The Fondation Beyeler's Wolfgang Tillmans survey (until 1 October) is the institution’s first comprehensive exhibition dedicated to the medium of photography. With more than 200 works spanning the three decades of the German artist’s career, including abstraction, figuration, vast differences in scale and Tillmans’s distinctive method of installation, the survey exemplifies many of the key elements of exhibiting contemporary photography. Among the highlights are images from the early 1990s of the youth culture he was a part of around the time he moved to London from Germany that first put Tillmans on the art world’s radar. In contrast, his close-cropped and often saturated colour landscapes made 20 years later show another, more contemplative side to his work. In an essay accompanying the exhibition, the Beyeler’s senior curator Theodora Vischer quotes Tillmans on the essence of his photographic practice: “It’s all a matter of the gaze, of an open, anxiety-free gaze.”
This is exhibition at the Tinguely Museum is the first major retrospective in Switzerland of the Belgian artist Wim Delvoye (until 1 January). The show spans from early childhood drawings to recent works such as Cement Truck (2012-16), a full-sized steel lorry decorated with neo-Gothic tracery that has been installed outside the museum. Among the highlights (or lowlights, depending on your disposition) will be works from Delvoye’s Cloaca series. The excrement-making machines that recreate the process of human digestion were partly inspired by the mechanical works of Jean Tinguely.
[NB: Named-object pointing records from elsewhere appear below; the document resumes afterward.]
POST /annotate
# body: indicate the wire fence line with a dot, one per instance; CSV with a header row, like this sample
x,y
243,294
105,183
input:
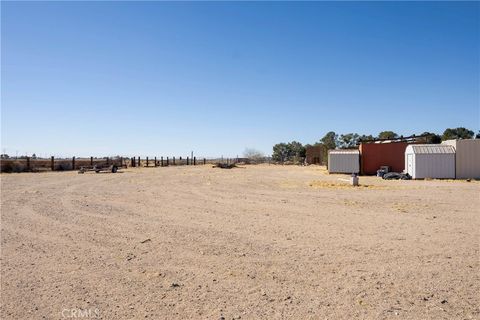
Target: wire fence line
x,y
35,164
The survey will also include the controversial work Tim (2006-08), a tattoo on the back of a man named Tim Steiner who will be on show, topless, during the opening week. The work was sold to a collector in 2008 and when Steiner dies, his tattooed skin will be removed and framed.
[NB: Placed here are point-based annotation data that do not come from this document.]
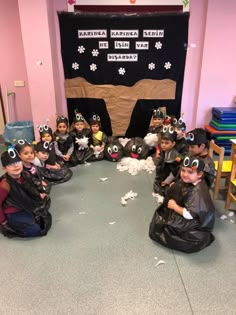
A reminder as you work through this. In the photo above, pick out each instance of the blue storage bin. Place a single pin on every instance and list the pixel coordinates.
(18, 130)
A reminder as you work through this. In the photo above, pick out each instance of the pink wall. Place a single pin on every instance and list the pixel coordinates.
(38, 54)
(12, 61)
(218, 79)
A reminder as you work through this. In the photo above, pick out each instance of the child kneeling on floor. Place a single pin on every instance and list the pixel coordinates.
(185, 220)
(23, 211)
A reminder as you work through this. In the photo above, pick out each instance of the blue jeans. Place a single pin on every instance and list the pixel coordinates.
(23, 223)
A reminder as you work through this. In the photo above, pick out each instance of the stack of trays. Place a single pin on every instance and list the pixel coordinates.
(222, 126)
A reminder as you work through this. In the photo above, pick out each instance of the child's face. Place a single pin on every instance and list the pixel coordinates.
(195, 150)
(27, 154)
(180, 133)
(190, 176)
(46, 137)
(95, 128)
(62, 128)
(79, 126)
(14, 170)
(157, 122)
(167, 145)
(42, 156)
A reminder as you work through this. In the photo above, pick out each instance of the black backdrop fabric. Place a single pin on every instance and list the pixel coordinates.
(163, 58)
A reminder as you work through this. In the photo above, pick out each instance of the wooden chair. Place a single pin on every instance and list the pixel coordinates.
(222, 167)
(231, 195)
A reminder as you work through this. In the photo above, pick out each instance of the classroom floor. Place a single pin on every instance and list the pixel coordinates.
(97, 259)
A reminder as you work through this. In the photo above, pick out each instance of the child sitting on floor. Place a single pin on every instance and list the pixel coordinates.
(198, 147)
(181, 142)
(185, 220)
(80, 136)
(27, 156)
(168, 162)
(23, 212)
(53, 175)
(64, 146)
(98, 139)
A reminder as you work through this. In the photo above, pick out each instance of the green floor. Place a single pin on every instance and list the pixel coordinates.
(98, 258)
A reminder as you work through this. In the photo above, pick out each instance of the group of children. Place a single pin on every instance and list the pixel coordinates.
(184, 218)
(31, 170)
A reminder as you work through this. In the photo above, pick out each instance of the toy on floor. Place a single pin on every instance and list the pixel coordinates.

Leave it to Piero Golia, the artist responsible for installing a globe atop West Hollywood’s Standard Hotel that lights up like a beacon when he is in town, to bring some theatrics to his solo show at the Kunsthaus Baselland (until 16 July). “You could say that trying to make a traditional exhibition with Golia is well-nigh impossible,” writes the museum’s director, Ines Goldbach, in a book on the Italian-born, Los Angeles-based conceptual artist that is due to launch during Art Basel. Referencing the idea of art as merchandise—something bought by the square metre—Golia decided to see whether he could “break the numbers” with the help of a robot that possesses an unusual talent: painting. The machine, which weights several tonnes, has taken over a hallway of the Kunsthaus and has free rein to run back and forth on 14 metres of track, painting abstract and geometric compositions as he (or she) goes. Visitors will play their part in the theatrics as the robot is activated when people approach it.